# **SET UP**

## **Install**

In [1]:
from google.colab import drive
drive.mount('/content/drive')

ValueError: mount failed

In [None]:
import os
os.chdir('/content/drive/My Drive/Colab Notebooks/BIOINFORMATICS_LECTURE/SD4108/PERTEMUAN/COLAB_version')

In [None]:
! pip install Biopython
! sudo apt-get install -y clustalw
#! chmod +x clustalw2

## **Import**

In [None]:
from Bio import Entrez, SeqIO
from Bio.Blast import NCBIWWW, NCBIXML
from Bio.Align.Applications import ClustalwCommandline
import os

# **0. FETCH FASTA SEQUENCE FROM PUBLIC DATABASE (NCBI, GENBANK, GISAID)**

## **0A. Fetching a sequence (ID) from GenBank/NCBI using biopython**

In [None]:
from Bio import Entrez, SeqIO

# input email sebagai identitas
Entrez.email = "your-email@example.com"

# Fetch sekuen dengan menggunakan ACCESSION NUMBER ID GENBANK
def fetch_sequence_from_genbank(accession_id):
    handle = Entrez.efetch(db="nucleotide", id=accession_id, rettype="gb", retmode="text")
    record = SeqIO.read(handle, "genbank")
    handle.close()

    # Print the sequence
    print(f"Description: {record.description}")
    print(f"Sequence: {record.seq}")
    #print(f"Sequence: {record.annotations}")

    return record

# Example usage
genbank_record = fetch_sequence_from_genbank("AB425198.1")  # Example: esophageal cancer protein 1 genome

### check hieracycal data structure

In [None]:
# annotations field; dic that provides a number of properties for the seq
print('Annotations dictionary:\n')
print(genbank_record.annotations)

print('\nKeys:')
print(genbank_record.annotations.keys())

In [None]:
# Getting specific key values
gb=genbank_record
print('\nGet specific parts of the annotation:\n')
print('Taxonomy:\n')
print(gb.annotations['taxonomy'])

print('Source:\n')
print(gb.annotations['source'])

print('Date:\n')
print(gb.annotations['date'])

#print('gi number:\n')
#print(gb.annotations['gi'])

In [None]:
gb.features[:5] # show only a few features (total=41)

In [None]:
gene_features = []
for i in range(len(gb.features)):
    if(gb.features[i].type == 'gene'):
        gene_features.append(gb.features[i])

print(f'Number of gene features: {len(gene_features)}')
gene_features

In [None]:
# Gene Qualifiers
gene_features[0].qualifiers

In [None]:
CDS_features = []
for i in range(len(gb.features)):
    if(gb.features[i].type == 'CDS'):
        CDS_features.append(gb.features[i])

print(f"Number of CDS features: {len(CDS_features)}")
CDS_features

In [None]:
print(f'CDS Qualifier Keys: {CDS_features[0].qualifiers.keys()}\n')

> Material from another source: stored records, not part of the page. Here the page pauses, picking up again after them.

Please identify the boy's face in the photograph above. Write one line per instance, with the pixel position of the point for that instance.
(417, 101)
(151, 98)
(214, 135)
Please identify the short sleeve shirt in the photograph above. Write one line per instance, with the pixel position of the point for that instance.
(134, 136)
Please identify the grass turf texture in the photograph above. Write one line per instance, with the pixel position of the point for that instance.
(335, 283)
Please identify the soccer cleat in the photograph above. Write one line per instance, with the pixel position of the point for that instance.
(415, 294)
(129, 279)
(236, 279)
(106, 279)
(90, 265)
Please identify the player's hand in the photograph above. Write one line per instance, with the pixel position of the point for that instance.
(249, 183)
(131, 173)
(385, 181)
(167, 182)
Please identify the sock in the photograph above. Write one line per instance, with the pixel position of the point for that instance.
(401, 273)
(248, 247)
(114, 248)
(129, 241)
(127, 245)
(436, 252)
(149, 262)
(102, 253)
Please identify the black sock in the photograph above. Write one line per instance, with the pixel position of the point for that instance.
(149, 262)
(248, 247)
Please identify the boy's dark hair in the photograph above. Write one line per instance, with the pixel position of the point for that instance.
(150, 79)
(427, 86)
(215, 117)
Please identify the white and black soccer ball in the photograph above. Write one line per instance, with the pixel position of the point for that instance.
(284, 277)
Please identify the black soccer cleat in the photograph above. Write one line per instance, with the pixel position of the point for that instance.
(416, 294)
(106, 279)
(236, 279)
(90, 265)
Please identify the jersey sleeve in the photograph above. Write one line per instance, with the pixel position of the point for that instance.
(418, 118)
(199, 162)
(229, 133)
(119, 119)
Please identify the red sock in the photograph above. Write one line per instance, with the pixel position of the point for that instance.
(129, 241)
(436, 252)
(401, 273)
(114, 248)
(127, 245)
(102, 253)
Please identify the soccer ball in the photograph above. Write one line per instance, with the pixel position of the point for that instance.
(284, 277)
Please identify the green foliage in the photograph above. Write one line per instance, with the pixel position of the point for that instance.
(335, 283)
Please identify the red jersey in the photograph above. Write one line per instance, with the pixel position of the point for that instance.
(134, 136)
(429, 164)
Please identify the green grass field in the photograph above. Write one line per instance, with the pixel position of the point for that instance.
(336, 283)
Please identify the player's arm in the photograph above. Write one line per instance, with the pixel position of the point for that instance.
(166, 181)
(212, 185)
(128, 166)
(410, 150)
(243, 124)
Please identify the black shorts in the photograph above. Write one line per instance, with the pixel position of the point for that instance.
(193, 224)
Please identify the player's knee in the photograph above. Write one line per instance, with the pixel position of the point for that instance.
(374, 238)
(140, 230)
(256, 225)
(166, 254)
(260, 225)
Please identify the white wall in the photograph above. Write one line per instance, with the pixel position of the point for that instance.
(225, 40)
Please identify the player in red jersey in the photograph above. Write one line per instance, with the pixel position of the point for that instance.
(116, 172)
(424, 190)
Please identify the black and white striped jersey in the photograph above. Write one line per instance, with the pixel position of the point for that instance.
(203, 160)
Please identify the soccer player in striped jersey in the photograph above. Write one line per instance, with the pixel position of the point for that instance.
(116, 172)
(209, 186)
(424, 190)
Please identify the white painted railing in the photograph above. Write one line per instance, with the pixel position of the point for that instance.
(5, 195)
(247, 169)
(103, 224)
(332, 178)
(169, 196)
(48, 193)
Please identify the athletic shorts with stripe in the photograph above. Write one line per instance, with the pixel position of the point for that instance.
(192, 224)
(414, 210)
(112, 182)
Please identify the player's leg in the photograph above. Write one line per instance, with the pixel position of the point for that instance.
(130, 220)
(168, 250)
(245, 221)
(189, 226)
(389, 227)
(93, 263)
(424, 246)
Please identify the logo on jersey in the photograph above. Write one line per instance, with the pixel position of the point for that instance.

print('Showing First CDS Feature')
print(CDS_features[0].qualifiers) # ordered dictionary

In [None]:
for key, value in CDS_features[0].qualifiers.items():
    print(f'{key} : {value}')

## **0B. Fetching Multiple sequences by query from NCBI**

In [None]:
from Bio import Entrez, SeqIO

Entrez.email = "your-email@example.com"

# Function to fetch multiple sequences from GenBank based on a search query
def fetch_multiple_sequences(query, max_records):

    # Search for nucleotide sequences matching the query
    search_handle = Entrez.esearch(db="nucleotide", term=query, retmax=max_records)
    search_results = Entrez.read(search_handle)
    search_handle.close()

    ids = search_results["IdList"]

    # Fetch the sequences in FASTA format
    fetch_handle = Entrez.efetch(db="nucleotide", id=ids, rettype="fasta", retmode="text")
    sequences = list(SeqIO.parse(fetch_handle, "fasta"))
    fetch_handle.close()

    # Print the total number of sequences fetched
    print(f"Fetched {len(sequences)} sequences")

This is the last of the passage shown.